• Coinbase hat DeepBook (DEEP) und Walrus (WAL) in seine Asset-Listing-Roadmap aufgenommen.
  • Ein Handelsstart ist damit nicht automatisch verbunden und soll erst nach Market-Making-Support und technischer Freigabe separat angekündigt werden.

Coinbase erweitert seine öffentliche Listing-Roadmap um zwei weitere Assets. DeepBook (DEEP) und Walrus (WAL) stehen ab sofort auf der Liste der Token, die die Börse für eine mögliche Unterstützung einplant. Für den Markt ist das ein bekanntes Signal. Es ist Aufmerksamkeit, aber noch kein „Live“-Schalter.

Denn Coinbase koppelt den nächsten Schritt an Bedingungen, die in der Praxis oft über Timing und Qualität eines Starts entscheiden. Der Handel soll erst beginnen, wenn ausreichend Market-Making-Unterstützung verfügbar ist und die technische Infrastruktur als bereit gilt. Ein konkretes Startdatum gibt es deshalb noch nicht. Das will Coinbase später separat bekannt geben.

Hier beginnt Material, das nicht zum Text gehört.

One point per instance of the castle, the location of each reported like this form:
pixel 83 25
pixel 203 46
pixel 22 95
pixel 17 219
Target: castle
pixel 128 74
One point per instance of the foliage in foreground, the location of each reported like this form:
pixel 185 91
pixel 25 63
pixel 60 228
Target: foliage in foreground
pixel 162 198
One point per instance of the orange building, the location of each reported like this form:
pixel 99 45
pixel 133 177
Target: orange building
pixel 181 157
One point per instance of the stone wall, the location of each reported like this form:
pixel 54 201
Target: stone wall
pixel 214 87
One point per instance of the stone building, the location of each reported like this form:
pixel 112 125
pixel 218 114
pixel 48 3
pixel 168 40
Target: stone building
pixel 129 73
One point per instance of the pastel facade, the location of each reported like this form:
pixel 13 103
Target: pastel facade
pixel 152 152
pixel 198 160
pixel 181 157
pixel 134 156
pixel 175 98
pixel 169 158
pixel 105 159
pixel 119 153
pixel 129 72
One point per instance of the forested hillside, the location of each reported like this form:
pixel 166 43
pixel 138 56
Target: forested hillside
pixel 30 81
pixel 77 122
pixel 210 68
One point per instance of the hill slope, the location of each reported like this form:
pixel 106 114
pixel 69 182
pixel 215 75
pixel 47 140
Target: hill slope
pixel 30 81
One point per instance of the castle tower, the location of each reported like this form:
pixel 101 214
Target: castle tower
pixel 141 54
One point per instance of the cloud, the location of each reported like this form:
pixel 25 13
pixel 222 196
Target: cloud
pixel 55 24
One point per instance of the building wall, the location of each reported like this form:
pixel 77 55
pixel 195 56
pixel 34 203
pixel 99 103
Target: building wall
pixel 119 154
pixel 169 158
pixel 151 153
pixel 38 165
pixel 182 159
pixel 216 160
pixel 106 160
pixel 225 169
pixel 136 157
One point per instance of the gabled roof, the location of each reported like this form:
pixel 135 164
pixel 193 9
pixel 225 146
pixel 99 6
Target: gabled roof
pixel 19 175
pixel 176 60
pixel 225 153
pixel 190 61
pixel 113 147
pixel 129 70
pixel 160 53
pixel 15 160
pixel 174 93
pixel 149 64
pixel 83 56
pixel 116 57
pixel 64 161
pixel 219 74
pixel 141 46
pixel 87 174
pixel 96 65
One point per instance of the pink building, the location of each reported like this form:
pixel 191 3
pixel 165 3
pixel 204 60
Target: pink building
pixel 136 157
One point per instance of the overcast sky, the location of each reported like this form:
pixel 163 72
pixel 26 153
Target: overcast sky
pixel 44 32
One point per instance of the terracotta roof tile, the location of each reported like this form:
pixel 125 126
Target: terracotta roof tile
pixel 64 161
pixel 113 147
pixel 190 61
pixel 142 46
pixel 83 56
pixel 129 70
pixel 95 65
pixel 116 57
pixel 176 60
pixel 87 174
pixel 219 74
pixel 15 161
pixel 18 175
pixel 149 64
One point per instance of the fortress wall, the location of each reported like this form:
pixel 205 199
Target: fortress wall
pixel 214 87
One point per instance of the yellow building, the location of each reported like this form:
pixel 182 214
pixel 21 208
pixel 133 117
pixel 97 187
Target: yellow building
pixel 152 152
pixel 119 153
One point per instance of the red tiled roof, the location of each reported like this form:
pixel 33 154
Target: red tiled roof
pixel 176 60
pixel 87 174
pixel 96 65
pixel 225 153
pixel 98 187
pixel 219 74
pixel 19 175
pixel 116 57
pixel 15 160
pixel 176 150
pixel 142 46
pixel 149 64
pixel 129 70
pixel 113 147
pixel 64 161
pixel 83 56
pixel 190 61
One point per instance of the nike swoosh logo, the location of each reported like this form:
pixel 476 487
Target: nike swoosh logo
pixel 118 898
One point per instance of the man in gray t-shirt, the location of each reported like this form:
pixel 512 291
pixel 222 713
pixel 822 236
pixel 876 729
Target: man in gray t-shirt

Roadmap heißt Sichtbarkeit, nicht Verfügbarkeit

Die Roadmap ist im Kern ein Transparenzinstrument. Coinbase zeigt damit, welche Assets überhaupt im internen Prozess angekommen sind. Was viele Trader gern übersehen: Transfers und Trading sind damit nicht automatisch freigeschaltet. Gerade in den ersten Stunden nach solchen Updates wird trotzdem spekuliert, als sei das Listing schon durch. Das muss nicht falsch enden, ist aber oft zu früh.

Für Projekte wie DEEP und WAL ist die Aufnahme dennoch relevant, weil sie das universelle Problem von Token-Märkten berührt. Liquidität ist nicht nur eine Frage von „Interesse“, sondern auch von Struktur. Ohne Market Maker wird aus einem Listing schnell ein dünnes Orderbuch mit Spreadausreißern.

Market Maker und Technik als echte Hürden

Coinbase verweist explizit auf zwei Bremsklötze. Erstens Market Making, also verlässliche Quotes, die den Handel überhaupt vernünftig tragen. Zweitens technische Infrastruktur, sprich Integration, Monitoring, Custody- und Risiko-Checks, die im Hintergrund laufen, aber am Ende den Ausschlag geben.

Ob DEEP und WAL zeitnah folgen oder länger auf der Roadmap bleiben, hängt damit weniger an Social Buzz als an den nüchternen Voraussetzungen, die eine große Börse für einen Start sehen will.